Nota della CEI sulla legge della Toscana sul suicidio assistito: “serve legge nazionale sul Fine vita, non si può anticipare la morte, tutelare la dignità”
IL DURO COMMENTO DELLA CEI DOPO LA LEGGE REGIONALE IN TOSCANA SUL SUICIDIO ASSISTITO
Una Chiesa italiana che si è presa del tempo per valutare per bene le parole da usare ma che alla fine produce un duro commento circa il via libera in Consiglio Regionale della legge sul suicidio assistito in Toscana: se già i vescovi della Conferenza Episcopale locale si erano espressi con le nettissime parole del cardinale Lojudice (arcivescovo di Siena) a ridosso della decisione storica presa da Regione Toscana lo scorso 11 febbraio 2025, la CEI con il Presidente Matteo Maria Zuppi ha preferito lasciare “decantare” la vicenda, parlandone in via informale con il Governo Meloni nel recente bilaterale Italia-Vaticano sui Patti Lateranensi e ora esprimendo una nota ufficiale dopo l’ultima riunione di oggi 19 febbraio 2025 presso la sede romana.
Vi è una generale preoccupazione espressa dai vescovi italiani circa l’evoluzione delle iniziative di legge sul tema del Fine vita: non solo per quanto avvenuto in Toscana, ma anche per i tentativi poi impediti in extremis dal voto del Consiglio Regionale in Veneto, Lombardia, Liguria e Piemonte. Di certo vedere approvata una legge come quella in Toscana è un passo in più di preoccupazione in quanto il primo vero computo di ogni comunità civile e dei sistemi sanitari è «curare e assistere, non anticipare la morte». Come spiegarono bene i vescovi dell’Emilia Romagna dopo un simile tentativo di legge sul suicidio assistito lo scorso anno, arrivare a procurare la morte – sia con l’eutanasia che con il suicidio assistito con farmaco di Stato – è un contrasto netto con il valore stesso della persona, della professione dei medici ma anche con le finalità di un Paese.
DALLE CURE PALLIATIVE ALL’”ACCANIMENTO TERAPEUTICO”: COSA PROPONE (E COSA NO) LA CHIESA ITALIANA
Riprendendo ancora la nota dei vescovi in Toscana, la CEI invita a non prendere l’intera vicenda della legge regionale come una questione di schieramento politico, ma di poter “sfruttare” il tema per riflettere davvero sull’attuale concezione sia di progressione che di personale dignità dell’individuo. Il tutto, appellandosi affinché sia il Parlamento in maniera esaustiva e non “frenetica” ad occuparsi di una vicenda come quella del Fine vita tutt’altro marginale per il futuro di un Paese civile.
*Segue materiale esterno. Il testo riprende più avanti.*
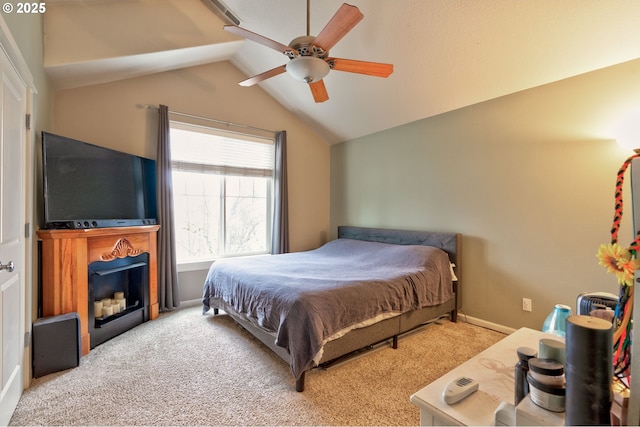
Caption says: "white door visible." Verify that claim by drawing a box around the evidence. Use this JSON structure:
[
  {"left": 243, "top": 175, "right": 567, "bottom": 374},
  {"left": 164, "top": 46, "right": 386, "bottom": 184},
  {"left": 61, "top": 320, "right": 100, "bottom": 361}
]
[{"left": 0, "top": 41, "right": 28, "bottom": 425}]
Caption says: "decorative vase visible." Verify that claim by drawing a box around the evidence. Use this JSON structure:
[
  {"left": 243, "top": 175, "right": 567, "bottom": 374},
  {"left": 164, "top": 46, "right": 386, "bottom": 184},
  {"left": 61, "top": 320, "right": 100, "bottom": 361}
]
[{"left": 542, "top": 304, "right": 571, "bottom": 337}]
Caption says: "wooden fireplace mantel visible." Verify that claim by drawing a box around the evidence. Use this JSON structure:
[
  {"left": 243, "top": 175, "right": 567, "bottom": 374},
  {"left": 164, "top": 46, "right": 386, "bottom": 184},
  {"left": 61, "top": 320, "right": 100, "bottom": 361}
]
[{"left": 38, "top": 225, "right": 160, "bottom": 355}]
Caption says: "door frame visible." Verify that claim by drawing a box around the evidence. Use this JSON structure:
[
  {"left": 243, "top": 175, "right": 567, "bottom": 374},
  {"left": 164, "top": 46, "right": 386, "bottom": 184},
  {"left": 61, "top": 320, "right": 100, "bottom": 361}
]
[{"left": 0, "top": 14, "right": 38, "bottom": 396}]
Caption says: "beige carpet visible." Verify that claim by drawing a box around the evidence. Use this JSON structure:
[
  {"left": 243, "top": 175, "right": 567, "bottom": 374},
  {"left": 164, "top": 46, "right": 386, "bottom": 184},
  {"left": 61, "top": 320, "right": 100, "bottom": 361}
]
[{"left": 11, "top": 306, "right": 504, "bottom": 425}]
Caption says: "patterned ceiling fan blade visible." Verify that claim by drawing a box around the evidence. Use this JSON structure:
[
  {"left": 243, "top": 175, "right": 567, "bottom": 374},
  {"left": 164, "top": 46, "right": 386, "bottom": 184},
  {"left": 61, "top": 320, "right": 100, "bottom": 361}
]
[
  {"left": 309, "top": 80, "right": 329, "bottom": 102},
  {"left": 313, "top": 3, "right": 364, "bottom": 52},
  {"left": 238, "top": 65, "right": 287, "bottom": 86},
  {"left": 327, "top": 58, "right": 393, "bottom": 77},
  {"left": 223, "top": 25, "right": 293, "bottom": 53}
]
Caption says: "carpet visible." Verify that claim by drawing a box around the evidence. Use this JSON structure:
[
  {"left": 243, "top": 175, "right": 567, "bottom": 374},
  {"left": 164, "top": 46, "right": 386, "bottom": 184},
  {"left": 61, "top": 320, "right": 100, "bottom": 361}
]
[{"left": 10, "top": 306, "right": 505, "bottom": 426}]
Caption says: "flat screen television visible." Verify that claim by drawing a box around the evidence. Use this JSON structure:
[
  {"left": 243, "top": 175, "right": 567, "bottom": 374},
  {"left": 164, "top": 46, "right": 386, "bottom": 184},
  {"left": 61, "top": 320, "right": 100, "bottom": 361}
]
[{"left": 42, "top": 132, "right": 157, "bottom": 229}]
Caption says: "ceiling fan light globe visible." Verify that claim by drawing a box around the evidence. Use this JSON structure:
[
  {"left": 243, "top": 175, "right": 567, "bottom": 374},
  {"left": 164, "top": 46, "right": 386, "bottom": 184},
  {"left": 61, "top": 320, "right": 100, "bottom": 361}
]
[{"left": 286, "top": 56, "right": 330, "bottom": 83}]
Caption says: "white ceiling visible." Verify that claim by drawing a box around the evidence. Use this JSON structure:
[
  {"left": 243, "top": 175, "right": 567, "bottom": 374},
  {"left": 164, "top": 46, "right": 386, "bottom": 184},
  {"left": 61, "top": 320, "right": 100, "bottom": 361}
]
[{"left": 45, "top": 0, "right": 640, "bottom": 143}]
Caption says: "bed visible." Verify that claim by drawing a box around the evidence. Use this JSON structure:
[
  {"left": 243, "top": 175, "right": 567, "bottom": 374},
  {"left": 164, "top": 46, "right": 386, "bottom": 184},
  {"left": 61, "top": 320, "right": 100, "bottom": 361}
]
[{"left": 202, "top": 226, "right": 461, "bottom": 391}]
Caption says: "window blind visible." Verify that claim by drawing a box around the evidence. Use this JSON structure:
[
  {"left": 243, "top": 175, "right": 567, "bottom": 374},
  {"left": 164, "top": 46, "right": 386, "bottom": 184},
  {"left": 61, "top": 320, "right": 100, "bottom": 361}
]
[{"left": 171, "top": 122, "right": 275, "bottom": 176}]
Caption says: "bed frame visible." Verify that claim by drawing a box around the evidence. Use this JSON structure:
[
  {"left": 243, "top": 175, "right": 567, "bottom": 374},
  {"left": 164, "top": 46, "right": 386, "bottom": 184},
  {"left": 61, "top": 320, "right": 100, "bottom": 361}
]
[{"left": 214, "top": 226, "right": 462, "bottom": 392}]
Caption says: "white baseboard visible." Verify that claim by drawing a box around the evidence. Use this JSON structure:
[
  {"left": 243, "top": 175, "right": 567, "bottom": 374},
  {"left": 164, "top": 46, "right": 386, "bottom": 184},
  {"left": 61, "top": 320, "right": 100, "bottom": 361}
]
[{"left": 458, "top": 313, "right": 516, "bottom": 335}]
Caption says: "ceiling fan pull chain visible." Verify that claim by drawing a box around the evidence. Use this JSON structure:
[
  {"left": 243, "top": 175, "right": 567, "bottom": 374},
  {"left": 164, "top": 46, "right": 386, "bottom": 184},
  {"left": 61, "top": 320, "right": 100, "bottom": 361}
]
[{"left": 307, "top": 0, "right": 311, "bottom": 36}]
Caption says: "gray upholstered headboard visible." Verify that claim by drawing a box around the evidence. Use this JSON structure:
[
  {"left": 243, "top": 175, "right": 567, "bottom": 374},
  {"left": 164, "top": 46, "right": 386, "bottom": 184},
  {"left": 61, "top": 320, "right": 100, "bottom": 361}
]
[{"left": 338, "top": 225, "right": 462, "bottom": 279}]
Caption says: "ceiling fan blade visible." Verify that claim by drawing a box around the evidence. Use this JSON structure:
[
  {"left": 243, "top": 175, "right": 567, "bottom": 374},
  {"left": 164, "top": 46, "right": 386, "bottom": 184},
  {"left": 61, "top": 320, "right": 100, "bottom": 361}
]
[
  {"left": 313, "top": 3, "right": 364, "bottom": 52},
  {"left": 223, "top": 25, "right": 293, "bottom": 53},
  {"left": 238, "top": 65, "right": 287, "bottom": 86},
  {"left": 309, "top": 80, "right": 329, "bottom": 102},
  {"left": 327, "top": 58, "right": 393, "bottom": 77}
]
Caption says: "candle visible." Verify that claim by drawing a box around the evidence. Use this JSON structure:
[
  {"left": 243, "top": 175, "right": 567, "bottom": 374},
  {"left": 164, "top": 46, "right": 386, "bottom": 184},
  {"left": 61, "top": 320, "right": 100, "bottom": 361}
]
[
  {"left": 102, "top": 305, "right": 113, "bottom": 317},
  {"left": 93, "top": 301, "right": 102, "bottom": 318}
]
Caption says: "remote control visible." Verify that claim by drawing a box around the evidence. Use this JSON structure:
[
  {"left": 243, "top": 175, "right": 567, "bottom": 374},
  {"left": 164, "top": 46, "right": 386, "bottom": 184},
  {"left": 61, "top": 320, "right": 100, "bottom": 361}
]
[{"left": 442, "top": 377, "right": 479, "bottom": 405}]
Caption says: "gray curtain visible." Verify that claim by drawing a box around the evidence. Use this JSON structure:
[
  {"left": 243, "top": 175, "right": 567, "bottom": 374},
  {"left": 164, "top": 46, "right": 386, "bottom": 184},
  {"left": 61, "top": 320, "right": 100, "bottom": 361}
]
[
  {"left": 156, "top": 105, "right": 180, "bottom": 311},
  {"left": 271, "top": 130, "right": 289, "bottom": 254}
]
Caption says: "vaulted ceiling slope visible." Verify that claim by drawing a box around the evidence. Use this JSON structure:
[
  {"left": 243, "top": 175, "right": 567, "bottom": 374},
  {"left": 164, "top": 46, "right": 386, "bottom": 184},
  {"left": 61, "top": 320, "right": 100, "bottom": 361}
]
[{"left": 44, "top": 0, "right": 640, "bottom": 143}]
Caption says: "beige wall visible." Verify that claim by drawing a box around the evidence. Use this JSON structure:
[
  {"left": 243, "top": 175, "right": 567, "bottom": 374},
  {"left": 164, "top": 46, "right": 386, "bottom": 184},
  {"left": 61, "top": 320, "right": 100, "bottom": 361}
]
[
  {"left": 52, "top": 62, "right": 330, "bottom": 250},
  {"left": 331, "top": 60, "right": 640, "bottom": 329},
  {"left": 51, "top": 62, "right": 330, "bottom": 301}
]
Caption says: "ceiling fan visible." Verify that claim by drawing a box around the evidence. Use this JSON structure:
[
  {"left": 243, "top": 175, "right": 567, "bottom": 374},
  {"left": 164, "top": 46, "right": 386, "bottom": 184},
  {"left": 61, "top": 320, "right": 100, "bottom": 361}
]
[{"left": 224, "top": 0, "right": 393, "bottom": 102}]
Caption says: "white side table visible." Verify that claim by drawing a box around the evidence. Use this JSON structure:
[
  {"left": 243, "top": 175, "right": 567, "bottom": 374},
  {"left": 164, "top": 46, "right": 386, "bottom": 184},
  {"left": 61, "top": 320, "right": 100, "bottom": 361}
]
[{"left": 410, "top": 328, "right": 564, "bottom": 426}]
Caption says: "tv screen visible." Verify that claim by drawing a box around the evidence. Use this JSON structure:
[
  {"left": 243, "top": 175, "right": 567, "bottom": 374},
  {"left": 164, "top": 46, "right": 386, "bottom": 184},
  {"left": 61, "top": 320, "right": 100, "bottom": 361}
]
[{"left": 42, "top": 132, "right": 157, "bottom": 228}]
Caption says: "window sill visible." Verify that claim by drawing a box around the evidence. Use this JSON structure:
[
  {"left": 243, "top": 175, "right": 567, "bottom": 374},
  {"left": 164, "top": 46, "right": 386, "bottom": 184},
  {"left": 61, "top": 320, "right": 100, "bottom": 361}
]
[{"left": 177, "top": 254, "right": 270, "bottom": 273}]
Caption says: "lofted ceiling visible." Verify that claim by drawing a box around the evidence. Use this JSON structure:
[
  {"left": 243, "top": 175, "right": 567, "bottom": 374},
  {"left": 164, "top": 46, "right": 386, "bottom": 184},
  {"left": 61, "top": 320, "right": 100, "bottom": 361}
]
[{"left": 44, "top": 0, "right": 640, "bottom": 143}]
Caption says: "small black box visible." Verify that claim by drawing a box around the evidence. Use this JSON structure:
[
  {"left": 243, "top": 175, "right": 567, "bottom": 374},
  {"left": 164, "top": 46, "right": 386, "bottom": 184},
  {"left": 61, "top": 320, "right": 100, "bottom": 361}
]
[{"left": 33, "top": 313, "right": 82, "bottom": 378}]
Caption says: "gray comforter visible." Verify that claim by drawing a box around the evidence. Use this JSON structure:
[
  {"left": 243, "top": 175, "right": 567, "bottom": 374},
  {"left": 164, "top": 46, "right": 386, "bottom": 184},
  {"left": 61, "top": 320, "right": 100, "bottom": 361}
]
[{"left": 202, "top": 239, "right": 453, "bottom": 378}]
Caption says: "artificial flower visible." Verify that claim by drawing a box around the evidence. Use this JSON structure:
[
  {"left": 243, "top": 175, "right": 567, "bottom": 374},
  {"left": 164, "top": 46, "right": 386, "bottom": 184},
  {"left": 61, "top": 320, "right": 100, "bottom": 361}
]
[{"left": 596, "top": 243, "right": 640, "bottom": 286}]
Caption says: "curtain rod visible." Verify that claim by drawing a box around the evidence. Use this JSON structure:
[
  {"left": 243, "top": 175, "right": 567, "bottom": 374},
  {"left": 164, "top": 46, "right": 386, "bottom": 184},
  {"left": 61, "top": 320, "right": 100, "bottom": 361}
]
[{"left": 138, "top": 104, "right": 278, "bottom": 135}]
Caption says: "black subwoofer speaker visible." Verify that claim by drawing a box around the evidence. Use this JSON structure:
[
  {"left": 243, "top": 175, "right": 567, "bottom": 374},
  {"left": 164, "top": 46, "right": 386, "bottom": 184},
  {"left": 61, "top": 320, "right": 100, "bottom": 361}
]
[{"left": 32, "top": 313, "right": 82, "bottom": 378}]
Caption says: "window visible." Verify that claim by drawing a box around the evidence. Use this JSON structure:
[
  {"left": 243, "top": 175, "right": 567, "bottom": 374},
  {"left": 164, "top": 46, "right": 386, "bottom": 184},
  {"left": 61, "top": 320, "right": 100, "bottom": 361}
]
[{"left": 171, "top": 122, "right": 274, "bottom": 264}]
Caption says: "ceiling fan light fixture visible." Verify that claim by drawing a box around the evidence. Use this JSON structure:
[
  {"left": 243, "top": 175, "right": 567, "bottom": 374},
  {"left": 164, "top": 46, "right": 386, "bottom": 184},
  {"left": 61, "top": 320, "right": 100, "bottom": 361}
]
[{"left": 287, "top": 56, "right": 331, "bottom": 83}]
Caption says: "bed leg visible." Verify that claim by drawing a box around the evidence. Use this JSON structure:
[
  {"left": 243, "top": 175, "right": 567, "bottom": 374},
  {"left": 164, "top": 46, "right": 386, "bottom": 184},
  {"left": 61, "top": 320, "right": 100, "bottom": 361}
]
[{"left": 296, "top": 372, "right": 305, "bottom": 392}]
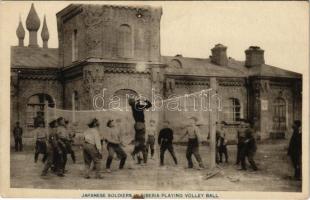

Sempre tenendosi lontani da strumentalizzazioni e opposte ideologie, l’invito della Chiesa Italiana è che lo Stato possa giungere ad un intervento legislativo che seriamente possa tutelare la vita in ogni suo aspetto.
Secondo la Presidenza della CEI, espressa dall’arcivescovo Card. Zuppi, la tutela dello Stato deve concepire sia l’accompagnamento che la cura della malattia, arrivando a svolgere con il sistema sanitario nazionale un vero sostegno alle famiglie in situazione di disagio e sofferenza come testimoniano i vari casi di richiesta del suicidio assistito. Il tema non è dunque un “muro contro muro”, ma un ragionare sui motivi all’origine di una vera tutela alla vita: ad esempio, il fatto che ancora in Italia non vi sia un pieno atto della legge esistente sulle cure palliative è un pessimo modo di approcciare la delicata vicenda. La CEI ribadisce che tali cue devono essere garantite per tutti, in maniera efficace e soprattutto a tutte le Regioni. Come sottolinea in ultima analisi la nota dei vescovi italiani, la legge sulle cure palliative permette di offrire una modalità concreta di «alleviare la sofferenza e per assicurare dignità fino alla fine». Vero amore per il prossimo non è impostare una legislazione “ad hoc” per garantire il “diritto alla morte”, ma semmai ricordarsi che la dignità «non finisce con la malattia o quando viene meno l’efficienza». Non si tratta dunque di impostare un “accanimento terapeutico” contro chi desidera chiedere il suicidio assistito, bensì occorre ricordarsi di non smarrire mai l’umanità e la dignità: per questa ragione, conclude la CEI, sulla vita non possono essere mai ammessi giochi al ribasso e/o «polarizzazioni».